B : "Din, besok aku pinjem catetanmu"
D : "Kamu ngerti tah sama tulisanku itu ?"
B : "Iya ngerti, untuk pemaknaan tulisanmu itu nanti urusan yang disini" sambil elus-elus jidatnya 
D : "Hahaha oke kalo gitu ga masalah" 
B : "Di zaman ini kita krisis orang baik, jangan cari pinternya dulu kalo udah pinter nanti lupa diri dan ga beretika makanya kapitalisme, koruptor itu dimana-dimana soalnya orang pinter juga udah mewabah tapi yaa itu belom baiknya itu, sekarang ini bagus kamu jadi orang baik aja dulu, kalo udah baik semuanya sejalan kan, ujung-ujungnya baik" 

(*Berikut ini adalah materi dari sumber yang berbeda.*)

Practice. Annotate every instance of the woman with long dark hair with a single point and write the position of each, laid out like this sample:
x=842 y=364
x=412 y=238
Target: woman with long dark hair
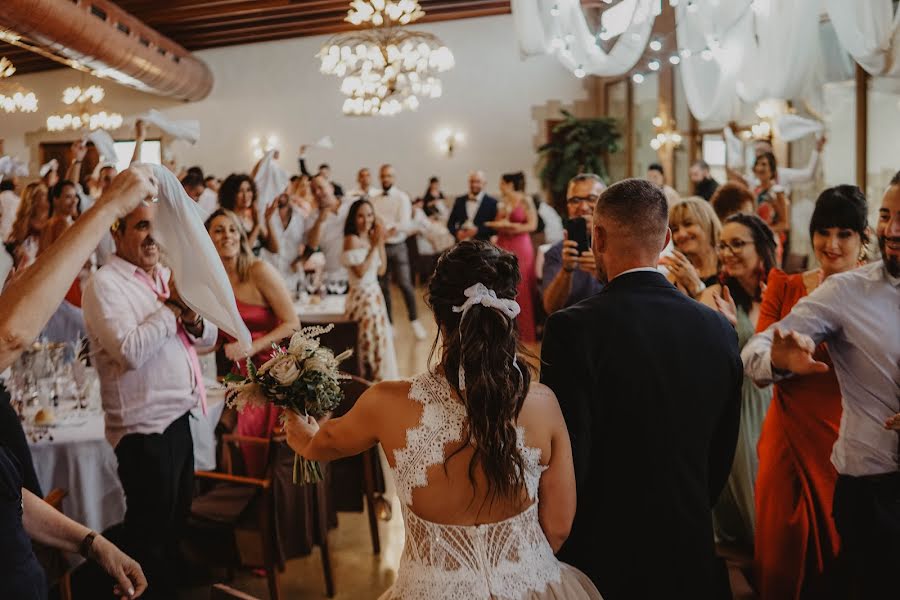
x=364 y=257
x=747 y=253
x=516 y=220
x=797 y=542
x=475 y=447
x=238 y=195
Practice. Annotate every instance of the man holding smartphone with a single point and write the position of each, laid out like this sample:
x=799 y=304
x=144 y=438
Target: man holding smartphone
x=569 y=273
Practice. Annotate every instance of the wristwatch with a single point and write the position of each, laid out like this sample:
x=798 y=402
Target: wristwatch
x=86 y=544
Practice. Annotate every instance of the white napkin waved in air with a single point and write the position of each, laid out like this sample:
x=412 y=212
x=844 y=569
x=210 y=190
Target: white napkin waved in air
x=199 y=275
x=270 y=181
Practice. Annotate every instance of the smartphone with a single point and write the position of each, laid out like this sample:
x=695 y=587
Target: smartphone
x=579 y=233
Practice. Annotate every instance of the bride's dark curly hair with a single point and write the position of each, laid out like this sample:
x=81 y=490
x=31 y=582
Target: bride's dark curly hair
x=488 y=343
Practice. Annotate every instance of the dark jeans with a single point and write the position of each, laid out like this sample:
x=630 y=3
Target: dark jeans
x=398 y=265
x=157 y=474
x=867 y=515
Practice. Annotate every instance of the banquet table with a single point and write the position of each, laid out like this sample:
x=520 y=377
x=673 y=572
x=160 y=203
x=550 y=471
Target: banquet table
x=328 y=309
x=74 y=455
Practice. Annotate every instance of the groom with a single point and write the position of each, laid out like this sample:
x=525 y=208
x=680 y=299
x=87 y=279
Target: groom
x=649 y=382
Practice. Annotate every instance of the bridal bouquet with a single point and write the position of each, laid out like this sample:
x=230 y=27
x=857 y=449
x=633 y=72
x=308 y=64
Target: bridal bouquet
x=302 y=377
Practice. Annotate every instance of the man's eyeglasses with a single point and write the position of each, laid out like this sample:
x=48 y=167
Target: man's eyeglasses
x=735 y=246
x=582 y=199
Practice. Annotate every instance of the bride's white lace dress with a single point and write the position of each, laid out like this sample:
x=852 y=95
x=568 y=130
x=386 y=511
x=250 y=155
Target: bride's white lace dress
x=507 y=560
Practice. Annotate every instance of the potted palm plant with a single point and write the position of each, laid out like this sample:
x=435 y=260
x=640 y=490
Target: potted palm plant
x=576 y=146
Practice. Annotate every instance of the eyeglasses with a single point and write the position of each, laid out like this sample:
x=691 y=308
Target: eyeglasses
x=736 y=246
x=582 y=199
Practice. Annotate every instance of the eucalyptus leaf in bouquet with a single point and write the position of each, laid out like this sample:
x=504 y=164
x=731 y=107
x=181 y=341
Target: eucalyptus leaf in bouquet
x=303 y=377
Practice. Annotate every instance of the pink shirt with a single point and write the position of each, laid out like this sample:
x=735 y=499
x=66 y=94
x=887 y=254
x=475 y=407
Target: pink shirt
x=146 y=379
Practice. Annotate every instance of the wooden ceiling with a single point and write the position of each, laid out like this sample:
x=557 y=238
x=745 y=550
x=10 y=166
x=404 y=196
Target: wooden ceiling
x=199 y=24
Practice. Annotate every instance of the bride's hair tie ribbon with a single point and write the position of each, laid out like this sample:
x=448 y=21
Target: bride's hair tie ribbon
x=480 y=294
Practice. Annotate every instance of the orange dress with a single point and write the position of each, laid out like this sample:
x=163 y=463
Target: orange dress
x=796 y=540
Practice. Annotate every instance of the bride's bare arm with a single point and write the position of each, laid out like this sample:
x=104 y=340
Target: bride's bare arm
x=343 y=436
x=556 y=494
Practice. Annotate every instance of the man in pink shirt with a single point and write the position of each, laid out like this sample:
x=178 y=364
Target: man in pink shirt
x=143 y=339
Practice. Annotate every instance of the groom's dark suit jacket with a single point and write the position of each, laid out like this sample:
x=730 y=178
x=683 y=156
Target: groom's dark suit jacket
x=649 y=382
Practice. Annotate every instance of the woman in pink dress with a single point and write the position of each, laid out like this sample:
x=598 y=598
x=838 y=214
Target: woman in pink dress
x=267 y=310
x=516 y=220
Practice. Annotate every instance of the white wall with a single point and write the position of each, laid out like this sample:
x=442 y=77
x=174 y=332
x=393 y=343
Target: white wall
x=276 y=88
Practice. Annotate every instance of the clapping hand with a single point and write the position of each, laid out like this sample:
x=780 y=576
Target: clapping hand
x=300 y=430
x=130 y=580
x=726 y=305
x=792 y=351
x=685 y=274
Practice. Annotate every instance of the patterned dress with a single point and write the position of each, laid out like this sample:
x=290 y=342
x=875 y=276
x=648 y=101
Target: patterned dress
x=366 y=306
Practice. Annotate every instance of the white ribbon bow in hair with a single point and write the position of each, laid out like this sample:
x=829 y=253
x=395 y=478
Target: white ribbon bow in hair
x=479 y=294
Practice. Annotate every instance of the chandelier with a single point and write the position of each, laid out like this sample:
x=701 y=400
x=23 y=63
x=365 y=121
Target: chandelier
x=14 y=97
x=384 y=67
x=85 y=112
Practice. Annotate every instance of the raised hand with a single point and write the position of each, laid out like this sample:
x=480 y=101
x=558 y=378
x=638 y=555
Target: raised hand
x=129 y=188
x=727 y=306
x=792 y=351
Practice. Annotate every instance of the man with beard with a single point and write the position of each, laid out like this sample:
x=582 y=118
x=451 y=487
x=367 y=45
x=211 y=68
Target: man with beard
x=856 y=314
x=652 y=441
x=143 y=338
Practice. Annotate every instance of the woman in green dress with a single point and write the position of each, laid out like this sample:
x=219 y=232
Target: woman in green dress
x=747 y=254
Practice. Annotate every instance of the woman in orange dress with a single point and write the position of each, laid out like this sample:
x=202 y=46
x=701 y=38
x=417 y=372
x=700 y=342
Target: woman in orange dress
x=796 y=540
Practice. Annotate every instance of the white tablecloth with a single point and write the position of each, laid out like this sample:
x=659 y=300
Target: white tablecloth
x=330 y=308
x=81 y=461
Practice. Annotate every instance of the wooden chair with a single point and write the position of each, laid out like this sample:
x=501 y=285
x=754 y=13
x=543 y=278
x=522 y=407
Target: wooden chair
x=367 y=463
x=233 y=522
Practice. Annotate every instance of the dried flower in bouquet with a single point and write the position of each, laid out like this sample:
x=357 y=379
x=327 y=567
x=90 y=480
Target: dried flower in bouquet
x=303 y=377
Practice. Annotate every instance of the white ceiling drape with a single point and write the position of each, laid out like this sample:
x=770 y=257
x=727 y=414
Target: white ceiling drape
x=568 y=36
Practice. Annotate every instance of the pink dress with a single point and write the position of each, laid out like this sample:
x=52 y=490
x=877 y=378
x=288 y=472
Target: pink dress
x=520 y=245
x=255 y=421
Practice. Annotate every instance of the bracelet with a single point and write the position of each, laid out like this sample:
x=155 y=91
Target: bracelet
x=84 y=549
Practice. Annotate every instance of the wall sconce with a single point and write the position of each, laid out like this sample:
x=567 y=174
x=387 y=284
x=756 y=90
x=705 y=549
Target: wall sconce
x=259 y=150
x=665 y=137
x=447 y=139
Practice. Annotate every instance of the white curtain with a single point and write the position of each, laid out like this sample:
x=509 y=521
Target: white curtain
x=781 y=50
x=710 y=84
x=199 y=275
x=868 y=29
x=538 y=29
x=188 y=130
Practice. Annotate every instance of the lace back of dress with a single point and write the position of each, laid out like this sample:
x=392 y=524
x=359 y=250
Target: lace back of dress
x=502 y=560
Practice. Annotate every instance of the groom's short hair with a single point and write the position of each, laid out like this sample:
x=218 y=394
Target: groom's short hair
x=638 y=208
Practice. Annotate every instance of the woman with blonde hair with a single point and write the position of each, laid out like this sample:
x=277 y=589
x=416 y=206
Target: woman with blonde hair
x=265 y=305
x=694 y=262
x=31 y=218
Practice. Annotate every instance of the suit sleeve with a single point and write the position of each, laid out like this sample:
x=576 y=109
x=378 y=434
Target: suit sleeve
x=562 y=371
x=724 y=439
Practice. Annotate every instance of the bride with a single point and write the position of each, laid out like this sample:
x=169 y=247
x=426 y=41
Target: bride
x=480 y=455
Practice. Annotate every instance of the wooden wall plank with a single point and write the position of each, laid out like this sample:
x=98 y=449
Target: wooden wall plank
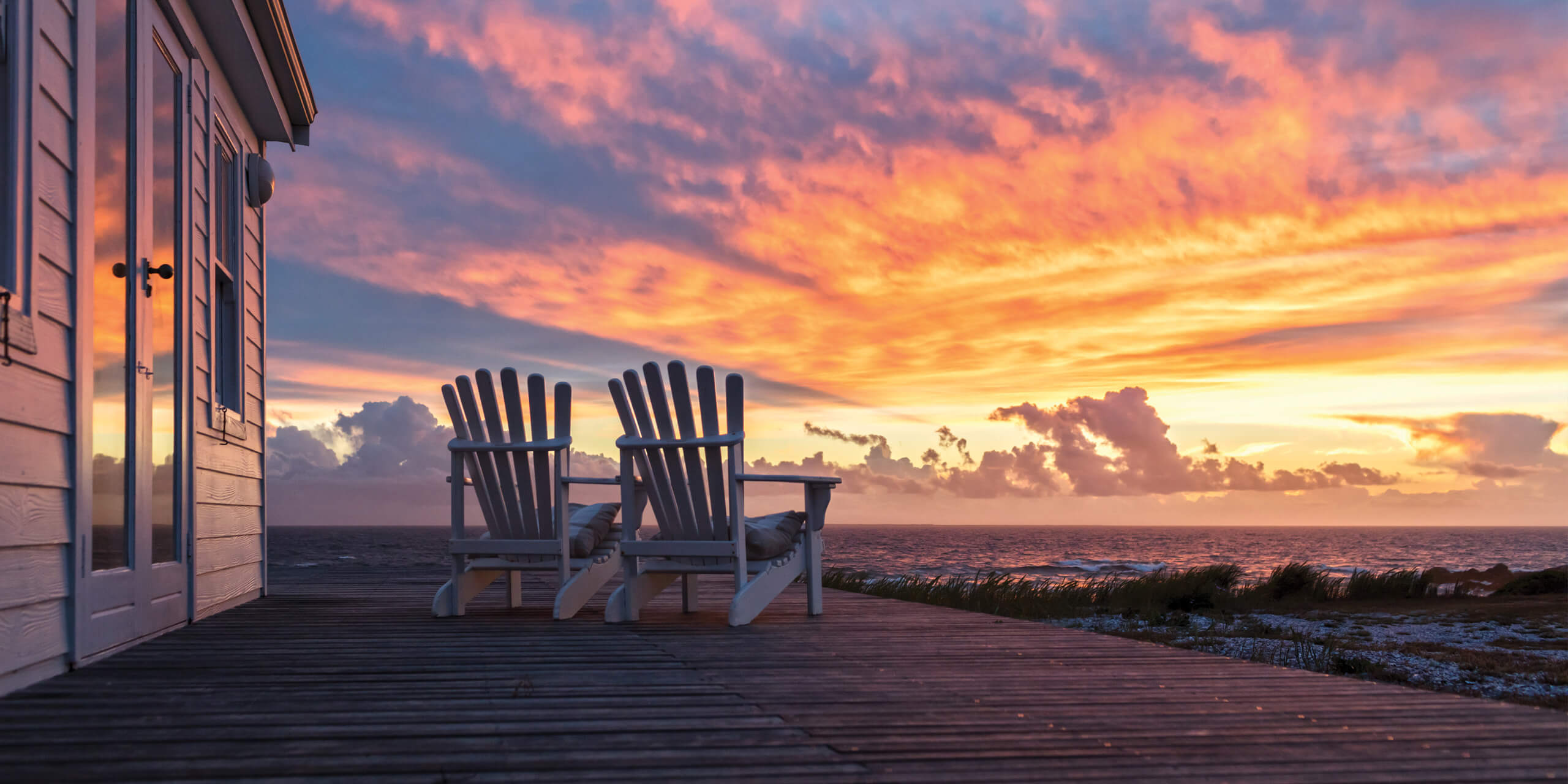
x=253 y=330
x=34 y=457
x=52 y=127
x=225 y=458
x=242 y=435
x=253 y=356
x=32 y=673
x=54 y=349
x=216 y=519
x=216 y=589
x=54 y=23
x=52 y=73
x=52 y=183
x=223 y=488
x=226 y=552
x=253 y=408
x=32 y=575
x=35 y=399
x=34 y=516
x=253 y=301
x=32 y=632
x=52 y=292
x=52 y=239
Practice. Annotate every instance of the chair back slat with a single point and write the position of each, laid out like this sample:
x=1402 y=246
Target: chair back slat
x=707 y=402
x=545 y=490
x=511 y=513
x=678 y=485
x=485 y=479
x=681 y=396
x=564 y=430
x=518 y=429
x=623 y=407
x=460 y=429
x=736 y=404
x=657 y=479
x=650 y=463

Saya lagi dikasi wejangan singkat, rek. Entah kenapa dia tiba-tiba ngomongnya begini. Lumayan bergeming saat itu, mengingat-ingat kapan terakhir kali saya berbuat baik. Lupa. 
Untuk kalian-kalian yang sejatinya menginginkan kebaikan, berbaik sikaplah kepada sesama. Terlalu sering jenis frasa ini digaungkan di seantero jagad, namun terbayang sukar untuk dilakukan. Yah, semangat saja ! dan ingat, dilakukan agar segalanya menjadi baik ^^
Wassalam,
Dinda A

Wednesday, February 4, 2015

Hmm




Kamu harus tau kalau kamu tidak tahu...
Mengenal diri sendiri saja butuh waktu selamanya...
Apalagi mengenal orang lain,bukan ?
tuktuk
dor !




Thursday, January 8, 2015

penerimaan itu bisa jadi segalanya yang dimiliki saat ini

Menjalin hubungan itu bukan sebuah proses pencarian. Hina rasanya kamu berkelana hanya untuk mencari yang cocok dengan karaktermu. Cocok ? Tidak akan pernah seorang merasa klik dengan seorang lainnya. Kita ini tumbuh saja dari benih yang berbeda, cara melihat langit saja sudah berlainan. Yang perlu dilakukan adalah "penerimaan" dan berdamai dengan perbedaan yang ada. Kelanggengan dan kesalingan akan terjalin karena dasar penerimaan. Jadi terima saja mereka walaupun terkadang membuat kepalamu linglung akan pikirannya yang superior.